United States District Court, D. Arizona

May 19, 2016

Richard Dean Hurles, Petitioner,
v.
Charles L. Ryan, et al., Respondent.

          ORDER

          DOUGLAS L. RAYES, UNITED STATES DISTRICT JUDGE

         On January 21, 2015, this case was remanded by the Ninth Circuit Court of Appeals. (Doc. 118.) On January 29, 2016, pursuant to the remand order, the Court held an evidentiary hearing on Hurles’ claim of judicial bias.

         The Ninth Circuit also ordered this Court to reconsider, in light of Martinez v. Ryan, 132 S.Ct. 1309 (2012), Hurles’ claim that appellate counsel performed ineffectively by failing to raise a claim under Ake v. Oklahoma, 470 U.S. 68 (1985). Hurles v. Ryan, 752 F.3d 768 (9th Cir. 2014). The parties briefed this issue. (Docs. 137, 141, 148, 188, 190, 194.)

         This order addresses both remanded issues. For the reasons set forth below, the judicial bias claim is denied. The Court also finds that Hurles is not entitled to relief on his ineffective assistance of appellate counsel claim and that an evidentiary hearing on the claim is not necessary.

         JUDICIAL BIAS

         I. Background

         The following facts are taken from the opinion and order remanding the case, Hurles v. Ryan, 752 F.3d 768 (9th Cir. 2014), the Arizona Supreme Court’s opinion affirming Hurles’ conviction and sentence, State v. Hurles, 914 P.2d 1291 (Ariz. 1996) (en banc), and this Court’s review of the record.

         A. Trial

         Hurles, on parole after serving nearly fifteen years in prison for sexually assaulting two young boys, went to the library in Buckeye, Arizona, on the afternoon of November 12, 1992. After the last patron left, Hurles locked the front doors and attacked librarian Kay Blanton in the back room.
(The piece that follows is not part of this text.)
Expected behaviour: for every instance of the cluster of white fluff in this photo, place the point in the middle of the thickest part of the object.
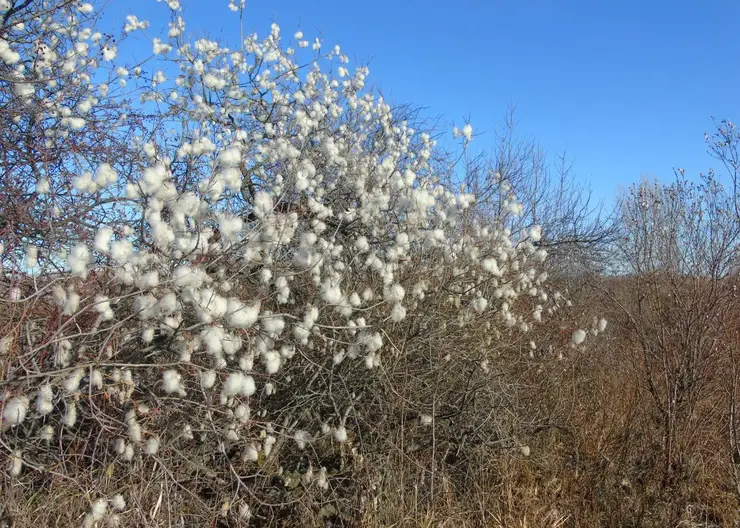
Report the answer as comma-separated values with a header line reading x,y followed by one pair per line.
x,y
311,222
He attempted to rape her, stabbed her thirty-seven times, and kicked her so violently that he tore her liver. She later died of her injuries.
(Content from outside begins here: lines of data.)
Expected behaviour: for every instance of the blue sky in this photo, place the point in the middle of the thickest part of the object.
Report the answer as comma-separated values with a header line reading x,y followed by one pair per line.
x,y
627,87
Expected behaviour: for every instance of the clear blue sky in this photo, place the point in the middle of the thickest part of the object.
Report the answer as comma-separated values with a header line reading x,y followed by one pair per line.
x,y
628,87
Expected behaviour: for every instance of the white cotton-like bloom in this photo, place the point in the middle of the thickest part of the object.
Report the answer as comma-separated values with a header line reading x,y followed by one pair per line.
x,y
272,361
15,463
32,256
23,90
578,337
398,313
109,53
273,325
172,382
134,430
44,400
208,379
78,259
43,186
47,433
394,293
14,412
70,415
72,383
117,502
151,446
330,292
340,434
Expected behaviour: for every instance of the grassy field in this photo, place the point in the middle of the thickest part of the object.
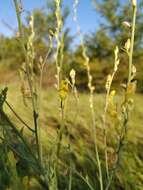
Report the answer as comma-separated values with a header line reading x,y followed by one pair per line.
x,y
129,174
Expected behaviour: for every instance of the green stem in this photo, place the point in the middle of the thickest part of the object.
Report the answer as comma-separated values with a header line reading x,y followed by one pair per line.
x,y
35,114
132,43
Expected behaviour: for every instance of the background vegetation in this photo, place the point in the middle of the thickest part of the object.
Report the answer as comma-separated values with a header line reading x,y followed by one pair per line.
x,y
76,165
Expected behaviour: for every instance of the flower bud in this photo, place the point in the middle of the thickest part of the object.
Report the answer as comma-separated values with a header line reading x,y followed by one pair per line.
x,y
134,3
         Hurles left the library and proceeded to the home of his nephew, Thomas. He told Thomas that he had been in a fight with a Spanish man at the library. After changing his clothes and cleaning up, Hurles asked Thomas for a ride to Phoenix. On the way to Phoenix, Hurles had Thomas pull over so he could discard his bloody clothes. Thomas dropped Hurles off at the bus station in Phoenix, where Hurles purchased a ticket to Las Vegas. Thomas returned to Buckeye and contacted the police. Police intercepted the bus and arrested Hurles.

         Hurles was charged with burglary, first-degree murder, first-degree felony murder, and attempted sexual assault. A jury found him guilty of all charges.

         The court then conducted an aggravation and mitigation hearing to determine the appropriate sentence. Hurles offered mitigating evidence about his dysfunctional family background, cognitive deficiencies, long-term substance abuse, mental illness, good behavior while incarcerated, and an expert opinion that he suffered from diminished capacity at the time of the crime.

         The court found one statutory aggravating factor: that Hurles committed the crime in an especially cruel, heinous or depraved manner. The court found two nonstatutory mitigating circumstances: that Hurles suffered a deprived childhood in a dysfunctional home and that he had behaved well in prison prior to the underlying crime. The court concluded that these circumstances did not warrant leniency and sentenced Hurles to death. The Arizona Supreme Court affirmed. Hurles, 914 P.2d 1291.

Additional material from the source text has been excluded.